![]() |
| Sahrir Jamsin (Ketua SEMAINDO) |
Pabos.id - Sentrum Mahasiswa Indonesia Halmahera Barat DKI Jakarta (SEMAINDO Hal-Bar) berencana menggelar aksi kepung Dewan Kehormatan Penyelenggara Pemilu (DKPP) RI dan Komisi Pemilihan Umum (KPU) RI pada Senin, 19 Januari 2026. Aksi ini digelar untuk menagih tindak lanjut temuan Badan Pemeriksa Keuangan (BPK) RI terkait dugaan pelanggaran pengelolaan anggaran Pemilu di Maluku Utara.
Dalam temuan resminya, BPK RI mencatat adanya belanja tanpa bukti, laporan fiktif, serta pengadaan jasa yang tidak sesuai ketentuan. Temuan tersebut tertuang dalam laporan resmi BPK dan bersifat hitam di atas putih. Namun hingga kini, menurut SEMAINDO, DKPP RI dan KPU RI belum menunjukkan langkah konkret untuk memeriksa dugaan pelanggaran etik para penyelenggara Pemilu yang bertanggung jawab.
“Sudah saatnya DKPP RI dan KPU RI bertindak tegas dan terbuka menindaklanjuti temuan BPK. Penegakan etik penyelenggara Pemilu tidak boleh dibiarkan berlarut-larut,” kata Sahrir Jamsin,
SEMAINDO menilai dugaan pelanggaran pengelolaan anggaran Pemilu tersebut tidak hanya berdampak pada keuangan negara, tetapi juga melanggar Kode Etik Penyelenggara Pemilu sebagaimana diatur dalam Peraturan DKPP Nomor 2 Tahun 2017.
Dalam regulasi tersebut, penyelenggara Pemilu diwajibkan menjunjung prinsip jujur, profesional, akuntabel, serta tidak menyalahgunakan kewenangan.

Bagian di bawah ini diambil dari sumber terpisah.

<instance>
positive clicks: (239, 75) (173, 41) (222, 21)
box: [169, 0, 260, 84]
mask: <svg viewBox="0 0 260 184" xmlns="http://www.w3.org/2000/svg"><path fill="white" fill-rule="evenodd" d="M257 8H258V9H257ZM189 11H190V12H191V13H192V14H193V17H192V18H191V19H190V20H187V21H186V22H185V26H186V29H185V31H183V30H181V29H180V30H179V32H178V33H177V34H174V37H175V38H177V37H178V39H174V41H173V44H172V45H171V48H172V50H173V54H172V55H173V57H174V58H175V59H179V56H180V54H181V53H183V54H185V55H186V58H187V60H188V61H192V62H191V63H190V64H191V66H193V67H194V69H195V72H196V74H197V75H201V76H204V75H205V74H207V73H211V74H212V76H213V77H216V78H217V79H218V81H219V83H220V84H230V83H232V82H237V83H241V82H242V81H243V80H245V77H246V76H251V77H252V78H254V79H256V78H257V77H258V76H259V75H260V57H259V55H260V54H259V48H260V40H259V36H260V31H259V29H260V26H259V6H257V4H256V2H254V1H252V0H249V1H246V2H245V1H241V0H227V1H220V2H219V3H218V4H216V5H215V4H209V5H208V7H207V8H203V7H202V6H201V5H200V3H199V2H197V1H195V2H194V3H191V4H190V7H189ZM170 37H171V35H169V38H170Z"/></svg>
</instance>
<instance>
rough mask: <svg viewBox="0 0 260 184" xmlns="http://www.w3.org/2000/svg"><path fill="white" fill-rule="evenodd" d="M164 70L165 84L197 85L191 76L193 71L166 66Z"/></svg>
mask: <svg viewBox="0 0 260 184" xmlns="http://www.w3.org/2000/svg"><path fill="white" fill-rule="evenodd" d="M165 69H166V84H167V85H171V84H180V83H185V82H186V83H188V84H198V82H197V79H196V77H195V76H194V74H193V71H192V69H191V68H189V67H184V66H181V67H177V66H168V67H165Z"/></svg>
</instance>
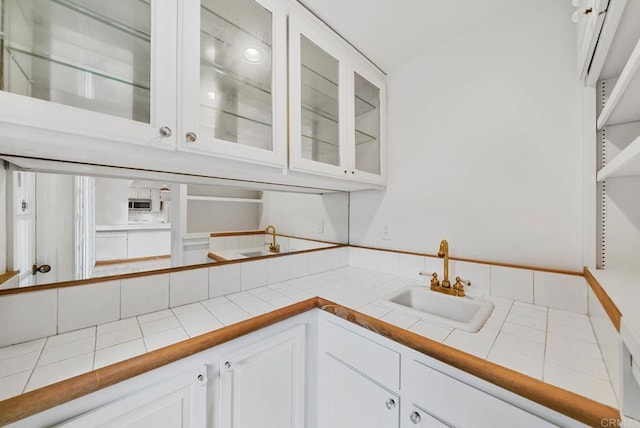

SEMAINDO secara khusus menyoroti tanggung jawab Ketua KPU Provinsi Maluku Utara, Ketua KPU Kabupaten Halmahera Selatan, dan Ketua KPU Kota Tidore Kepulauan, yang dinilai memiliki peran langsung dalam pengelolaan anggaran Pemilu sebagaimana tercantum dalam temuan BPK RI. Selain itu, mereka juga mendesak pemeriksaan terhadap pejabat Koordinator Wilayah KPU Maluku Utara terkait fungsi pengawasan.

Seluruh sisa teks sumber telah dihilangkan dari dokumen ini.